I left a pagan gathering once--Womongathering. I still have the little clay woman used as an ID badge--I was supposed to be working there, too--hanging from my rearview mirror. I left Kripalu, a yoga center in Western Massachusetts, after only four of the seven days I was supposed to be there--yep, you guessed it, working. I never knew there could be such sensory deprivation in a place like that, and it drove my 22 year-old self mad. And then there’s my most recent leaving incident this past summer, which I never would have predicted.

I left all of these places for the same reason--because I was unhappy. There was always a different reason for my unhappiness--trust me, the ‘facilities’ at Kripalu were so far superior to those at The Vibes it isn’t even fair to call them by the same name--but unhappiness is what it always boils down to. I left because I was unhappy. And--I left because, well, I could.
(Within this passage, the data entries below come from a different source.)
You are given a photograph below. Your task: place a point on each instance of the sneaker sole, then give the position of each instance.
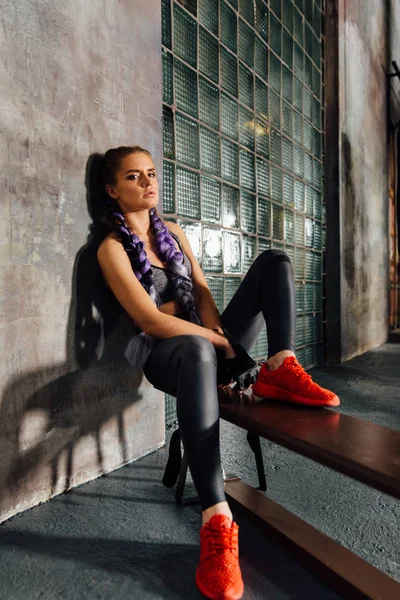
(271, 392)
(222, 596)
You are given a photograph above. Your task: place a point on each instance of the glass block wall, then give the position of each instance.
(243, 143)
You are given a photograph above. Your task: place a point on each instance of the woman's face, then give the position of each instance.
(136, 186)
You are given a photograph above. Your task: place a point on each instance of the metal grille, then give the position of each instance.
(243, 144)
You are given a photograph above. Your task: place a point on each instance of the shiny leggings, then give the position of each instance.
(186, 365)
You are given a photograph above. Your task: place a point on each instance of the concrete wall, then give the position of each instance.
(76, 78)
(363, 163)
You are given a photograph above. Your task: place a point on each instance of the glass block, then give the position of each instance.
(299, 296)
(168, 197)
(309, 200)
(317, 303)
(261, 98)
(230, 161)
(230, 207)
(187, 193)
(287, 154)
(298, 127)
(168, 88)
(309, 231)
(208, 15)
(229, 116)
(248, 211)
(190, 5)
(308, 136)
(263, 245)
(277, 222)
(229, 76)
(246, 128)
(317, 174)
(298, 24)
(308, 67)
(166, 23)
(264, 217)
(298, 162)
(168, 133)
(232, 252)
(212, 250)
(261, 19)
(209, 151)
(317, 266)
(287, 15)
(228, 26)
(246, 10)
(210, 197)
(193, 234)
(288, 190)
(249, 252)
(275, 109)
(261, 59)
(185, 36)
(262, 137)
(289, 226)
(317, 143)
(287, 119)
(308, 37)
(276, 147)
(262, 177)
(187, 141)
(246, 86)
(216, 285)
(246, 43)
(298, 94)
(186, 88)
(247, 171)
(287, 49)
(308, 168)
(299, 262)
(287, 85)
(275, 5)
(208, 103)
(208, 55)
(317, 235)
(307, 104)
(309, 264)
(299, 229)
(275, 33)
(299, 196)
(276, 184)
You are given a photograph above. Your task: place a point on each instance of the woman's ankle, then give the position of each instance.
(275, 361)
(222, 508)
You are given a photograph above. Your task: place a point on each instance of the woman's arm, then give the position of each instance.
(117, 271)
(205, 304)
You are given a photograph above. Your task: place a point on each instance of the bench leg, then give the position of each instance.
(254, 443)
(182, 479)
But what happens when I can’t leave? This is where my thoughts took me last night, on the way home from happy hour, looking at the sky not at the road. What happens when the thing making me unhappy isn’t even a thing that is leave-able? What about when the thing that is making me unhappy isn’t even a THING? What then? Where do I go now?

1 comment:

  1. Tracy, I totally get what you're saying. Thoreau said, "the mass of men lead lives of quiet desperation," and I think that's true. Some just disguise it more than others.
    This is going to sound silly maybe, but I know some people find knitting and crocheting a helpful outlet. Or learning to play guitar. The latter is what I'd really like to do. Writing is also a helpful way to work through these sorts of feelings, but somehow, music says it even better.